On the other hand, Kael and Sarris both lived long enough to repent of previous dogmas, and to see movies and movie criticism (as they understood those things) swamped by a tsunami of cultural and technological change. Shortly before her death in 2001, Kael reportedly told a friend, “When we championed trash culture, we had no idea it would become the only culture.” Sarris suffered the indignity of being laid off by the New York Observer three years ago, during the great collapse of print media, and told a New York Times reporter at the time that his pugnacious earlier self had been “a solipsist and a narcissist and much too arrogant” (almost exactly the terms Kael might have selected, way back when).
I often find myself in disagreement with Sarris about particular films and directors. Like him, I’m something of a formalist with a weakness for chilly, clinical construction, but I think his views on Hitchcock (enthusiastically pro) and Kubrick (largely anti) are completely backward. Sometimes his writing from the ’60s and ’70s can seem stilted from this distance, especially in comparison to Kael’s freewheeling jazz rhythms. Here he is, recounting his famous decision to see “2001″ a second time, while stoned:
I must report that I recently paid another visit to Stanley Kubrick’s “2001″ while under the influence of a smoked substance that I was assured by my contact was somewhat stronger and more authentic than oregano. (For myself, I must confess that I soar infinitely higher on vermouth cassis, but enough of this generation gap.)

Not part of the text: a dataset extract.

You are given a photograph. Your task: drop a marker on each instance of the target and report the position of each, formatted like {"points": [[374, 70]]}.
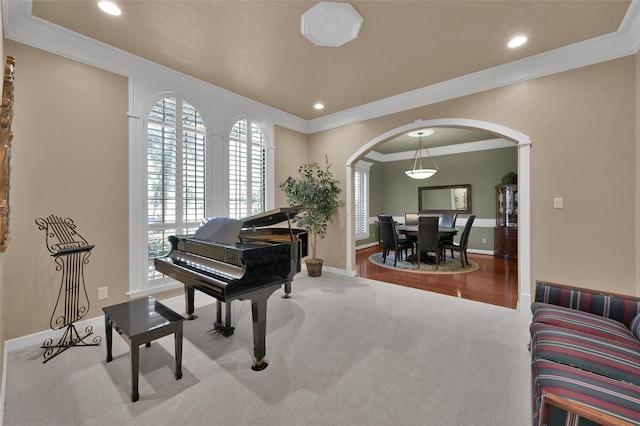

But what comes through in that passage, as throughout his work, as in those Columbia lectures that so mesmerized me, is a fundamental curiosity about movies and the world and an openness to experience. Sarris got baked and went to see “2001″ again and changed his mind about it, something that very few critics are willing to do in public. (In that same 2009 Times interview, Sarris said that he apologized to Billy Wilder, late in the latter’s life, for undervaluing his movies.) He saw cinema as a potentially transcendent art form, capable of delivering an experience that was intellectual, sensual and even spiritual. Whatever his flaws as a person or a critic, Sarris’ work ennobled the movies, and as long as that possibility of transcendence lingers on the screen, he will not be forgotten.